Foulds has researched the 19th century treatment of mental illness and we gain insight into how one of the more humane asylums operated.  Rather than the horrors of the Victorian Bedlam, we get glimpses of a far more compassionate and humane institution built around a domestic world created by a real family and their friends.

It is not to disparage this book in saying that I feel we are on Beryl Bainbridge territory here, to my mind the foremost author of fictional recreations.  As I read this book, I kept thinking back to titles like According to Queenie, Master Georgie and Every Man for Himself, for the style is in some ways similar, and anyone who enjoys Bainbridge’s accessible and amusing histories will be on familiar ground with The Quickening Maze.

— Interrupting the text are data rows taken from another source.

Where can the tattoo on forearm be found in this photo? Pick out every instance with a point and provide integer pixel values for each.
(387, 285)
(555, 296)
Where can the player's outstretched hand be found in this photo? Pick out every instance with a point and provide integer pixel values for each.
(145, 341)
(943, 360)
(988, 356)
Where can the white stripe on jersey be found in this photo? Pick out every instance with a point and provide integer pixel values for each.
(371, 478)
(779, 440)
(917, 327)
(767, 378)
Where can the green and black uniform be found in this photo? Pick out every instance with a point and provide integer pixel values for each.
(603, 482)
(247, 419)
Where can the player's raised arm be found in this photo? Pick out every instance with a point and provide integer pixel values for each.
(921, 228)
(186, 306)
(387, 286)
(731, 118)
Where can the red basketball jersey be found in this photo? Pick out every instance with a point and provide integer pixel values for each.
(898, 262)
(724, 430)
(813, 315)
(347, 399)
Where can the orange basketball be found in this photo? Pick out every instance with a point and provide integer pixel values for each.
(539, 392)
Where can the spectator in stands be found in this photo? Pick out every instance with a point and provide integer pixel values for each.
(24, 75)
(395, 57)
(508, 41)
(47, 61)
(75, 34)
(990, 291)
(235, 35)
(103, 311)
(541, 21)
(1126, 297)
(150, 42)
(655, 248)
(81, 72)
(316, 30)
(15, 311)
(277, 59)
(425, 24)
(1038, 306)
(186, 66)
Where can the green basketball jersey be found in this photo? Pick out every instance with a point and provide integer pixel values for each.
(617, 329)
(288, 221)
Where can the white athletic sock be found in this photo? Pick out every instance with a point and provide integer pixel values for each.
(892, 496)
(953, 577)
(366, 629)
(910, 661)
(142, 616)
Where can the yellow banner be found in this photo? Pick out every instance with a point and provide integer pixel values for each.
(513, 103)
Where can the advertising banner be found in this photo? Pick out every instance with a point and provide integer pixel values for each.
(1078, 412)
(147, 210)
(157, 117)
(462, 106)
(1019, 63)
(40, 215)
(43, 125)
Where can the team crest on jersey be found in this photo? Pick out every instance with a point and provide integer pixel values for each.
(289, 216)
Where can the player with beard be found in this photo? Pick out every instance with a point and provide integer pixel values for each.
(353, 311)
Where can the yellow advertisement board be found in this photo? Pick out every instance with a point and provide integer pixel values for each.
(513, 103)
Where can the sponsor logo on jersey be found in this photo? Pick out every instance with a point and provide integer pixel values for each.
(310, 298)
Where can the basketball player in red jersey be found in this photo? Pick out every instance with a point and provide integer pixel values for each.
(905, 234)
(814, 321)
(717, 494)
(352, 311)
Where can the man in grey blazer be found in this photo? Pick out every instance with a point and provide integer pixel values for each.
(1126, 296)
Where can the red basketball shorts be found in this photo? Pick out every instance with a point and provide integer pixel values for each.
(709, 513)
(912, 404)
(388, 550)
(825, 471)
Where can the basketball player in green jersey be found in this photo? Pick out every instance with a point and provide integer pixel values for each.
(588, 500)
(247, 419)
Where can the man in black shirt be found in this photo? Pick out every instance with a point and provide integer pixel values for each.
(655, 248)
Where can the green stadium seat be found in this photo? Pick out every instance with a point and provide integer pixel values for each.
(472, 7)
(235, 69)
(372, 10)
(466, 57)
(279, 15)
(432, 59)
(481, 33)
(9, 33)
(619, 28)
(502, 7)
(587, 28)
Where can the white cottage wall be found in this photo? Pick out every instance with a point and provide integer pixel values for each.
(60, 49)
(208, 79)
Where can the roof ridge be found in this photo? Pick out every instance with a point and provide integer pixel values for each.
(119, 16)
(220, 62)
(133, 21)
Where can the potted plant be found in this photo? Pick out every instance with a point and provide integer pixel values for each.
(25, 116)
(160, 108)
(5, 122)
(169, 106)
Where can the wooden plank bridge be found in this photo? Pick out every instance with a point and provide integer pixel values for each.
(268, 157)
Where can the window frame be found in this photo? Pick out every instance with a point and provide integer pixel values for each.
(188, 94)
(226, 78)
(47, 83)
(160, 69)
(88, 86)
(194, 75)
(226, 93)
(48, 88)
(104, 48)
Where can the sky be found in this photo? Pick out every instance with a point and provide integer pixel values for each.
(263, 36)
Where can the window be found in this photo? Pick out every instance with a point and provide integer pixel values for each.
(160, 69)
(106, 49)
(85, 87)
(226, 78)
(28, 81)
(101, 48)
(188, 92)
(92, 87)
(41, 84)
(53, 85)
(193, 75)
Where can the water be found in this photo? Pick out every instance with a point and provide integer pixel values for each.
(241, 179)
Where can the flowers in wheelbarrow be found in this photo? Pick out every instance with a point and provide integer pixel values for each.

I am not very familiar with the poems of John Clare but feel that the poem below sums up the mind of a man who spent so many years in mental torment and in places that he did not wish to be.  Having read The Quickening Maze I can now read it with much more insight into its deeply troubled author:

I Am

I am: yet what I am none cares or knows,

My friends forsake me like a memory lost;

I am the self-consumer of my woes,

They rise and vanish in oblivious host,

Like shades in love and death’s oblivion lost;

And yet I am! and live with shadows tost

Into the nothingness of scorn and noise,

Into the living sea of waking dreams,

Where there is neither sense of life nor joys,

But the vast shipwreck of my life’s esteems;

And e’en the dearest–that I loved the best–

Are strange–nay, rather stranger than the rest.

I long for scenes where man has never trod;

A place where woman never smil’d or wept;

There to abide with my creator, God,

And sleep as I in childhood sweetly slept:

Untroubling and untroubled where I lie;

The grass below–above the vaulted sky.